Pytorch单机多卡加速

65 阅读 0 评论 43 点赞

我是靠谱客的博主羞涩康乃馨，最近开发中收集的这篇文章主要介绍Pytorch单机多卡加速，觉得挺不错的，现在分享给大家，希望可以做个参考。

概述

忙了两个月从收到原始数据到最后在工程项目中加载成功完成测试，好像从元旦上班后就再没休息过，昨天项目通过三期评审终于可以喘口气补点作业了。（年前写的文章，今天转过来了）
多卡并行
一定要使用

torch.nn.parallel.DistributedDataParallel() 
torch.nn.parallel.DistributedDataParallel() 
torch.nn.parallel.DistributedDataParallel()

重要的事情要说三遍！
千万不要使用torch.nn.DataParallel(model)这个函数，这家伙的提速效果几乎没有，项目压力太大没时间去仔细查API了，反正不用这个就对了。在使用了DDP模式后，每轮epoch从900s降到了250s（两张3090, bitch size: 6），这效果不用我多说了吧。

导入包，并加入初始化代码

from torch
from torch import distributed as dist

torch.distributed.init_process_group(backend="nccl")

模型并行

model = your_model()
    
local_rank = torch.distributed.get_rank()
model = model.cuda(local_rank)
torch.cuda.set_device(local_rank)
model = torch.nn.parallel.DistributedDataParallel(model,
                                                  device_ids=[0, 1],
                                                  output_device=local_rank,
                                                  find_unused_parameters=False,
                                                  broadcast_buffers=False)

修改数据加载方式

sampler = torch.utils.data.distributed.DistributedSampler(Your_Dataset())
loader_train = DataLoader(Your_Dataset(),
                              batch_size=cfg.batch_size,
                              shuffle=False,
                              num_workers=16,
                              pin_memory=True,
                              drop_last=True,
                              sampler=train_sampler)
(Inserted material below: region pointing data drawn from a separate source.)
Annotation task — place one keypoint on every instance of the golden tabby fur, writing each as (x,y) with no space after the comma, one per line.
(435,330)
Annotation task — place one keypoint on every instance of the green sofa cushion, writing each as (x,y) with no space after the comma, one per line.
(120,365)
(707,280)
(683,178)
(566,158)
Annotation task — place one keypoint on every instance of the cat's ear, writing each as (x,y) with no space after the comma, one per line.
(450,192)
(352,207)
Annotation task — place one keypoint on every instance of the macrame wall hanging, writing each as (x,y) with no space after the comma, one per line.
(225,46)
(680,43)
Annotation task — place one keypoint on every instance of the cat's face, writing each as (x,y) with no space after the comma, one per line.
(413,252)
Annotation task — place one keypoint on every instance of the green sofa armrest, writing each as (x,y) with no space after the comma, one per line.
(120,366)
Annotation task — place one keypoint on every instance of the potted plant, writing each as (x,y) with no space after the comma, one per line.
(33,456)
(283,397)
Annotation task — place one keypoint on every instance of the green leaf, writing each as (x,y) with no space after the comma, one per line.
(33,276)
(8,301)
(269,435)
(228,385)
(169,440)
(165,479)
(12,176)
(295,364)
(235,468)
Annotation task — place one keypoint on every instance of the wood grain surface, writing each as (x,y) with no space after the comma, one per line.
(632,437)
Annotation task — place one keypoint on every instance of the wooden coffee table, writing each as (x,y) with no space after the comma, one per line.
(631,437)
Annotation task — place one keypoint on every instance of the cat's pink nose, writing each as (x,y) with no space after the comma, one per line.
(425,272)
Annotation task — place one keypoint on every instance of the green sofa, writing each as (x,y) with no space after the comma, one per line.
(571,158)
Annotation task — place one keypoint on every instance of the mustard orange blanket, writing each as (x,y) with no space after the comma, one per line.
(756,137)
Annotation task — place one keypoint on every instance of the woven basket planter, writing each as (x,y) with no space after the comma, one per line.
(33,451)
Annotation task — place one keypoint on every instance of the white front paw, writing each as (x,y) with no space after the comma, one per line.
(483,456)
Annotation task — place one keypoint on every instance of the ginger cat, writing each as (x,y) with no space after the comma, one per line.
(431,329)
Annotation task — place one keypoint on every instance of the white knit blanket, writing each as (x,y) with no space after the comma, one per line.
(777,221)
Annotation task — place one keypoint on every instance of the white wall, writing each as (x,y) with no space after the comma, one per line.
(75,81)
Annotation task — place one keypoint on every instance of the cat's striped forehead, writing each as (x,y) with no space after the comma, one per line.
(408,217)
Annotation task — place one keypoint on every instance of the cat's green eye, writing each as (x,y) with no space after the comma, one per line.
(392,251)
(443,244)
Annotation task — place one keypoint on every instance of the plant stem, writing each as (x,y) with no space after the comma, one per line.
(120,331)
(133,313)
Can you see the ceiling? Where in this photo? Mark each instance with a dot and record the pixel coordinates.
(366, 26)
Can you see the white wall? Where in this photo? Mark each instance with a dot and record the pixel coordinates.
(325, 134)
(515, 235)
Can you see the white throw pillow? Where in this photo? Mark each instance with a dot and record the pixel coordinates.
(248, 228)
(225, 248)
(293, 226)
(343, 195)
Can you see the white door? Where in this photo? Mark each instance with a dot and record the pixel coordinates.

说明：其实就是比正常的加载方式多了一个sampler ，然后将DataLoader()中的shuffle设置为False，这里并不是说不做random了，而是交给了sampler 来做。
这样就Ok啦，运行的话就已经可以并行计算了。不过，你会发现好像数据并没有打乱，每次加载的顺序都是一样的！去查一下官网的API会发现，这里的随机需要我们再多写一句话，每次epoch的时候设置一下种子

sampler.set_epoch(epoch)

所以最终的代码大概长这个样子：

form torch
from torch import distributed as dist

torch.distributed.init_process_group(backend="nccl")

model = your_model()
    
local_rank = torch.distributed.get_rank()
model = model.cuda(local_rank)
torch.cuda.set_device(local_rank)
model = torch.nn.parallel.DistributedDataParallel(model,
                                                  device_ids=[0, 1],
                                                  output_device=local_rank,
                                                  find_unused_parameters=False,
                                                  broadcast_buffers=False)
。。。。。
sampler = torch.utils.data.distributed.DistributedSampler(Your_Dataset())
loader_train = DataLoader(Your_Dataset(),
                              batch_size=cfg.batch_size,
                              shuffle=False,
                              num_workers=16,
                              pin_memory=True,
                              drop_last=True,
                              sampler=train_sampler)
。。。。。
for epoch in range(cfg.epoch):
    sampler.set_epoch(epoch)
    。。。。。。
    if local_rank == 0:
       torch.save(model.state_dict(), save_path)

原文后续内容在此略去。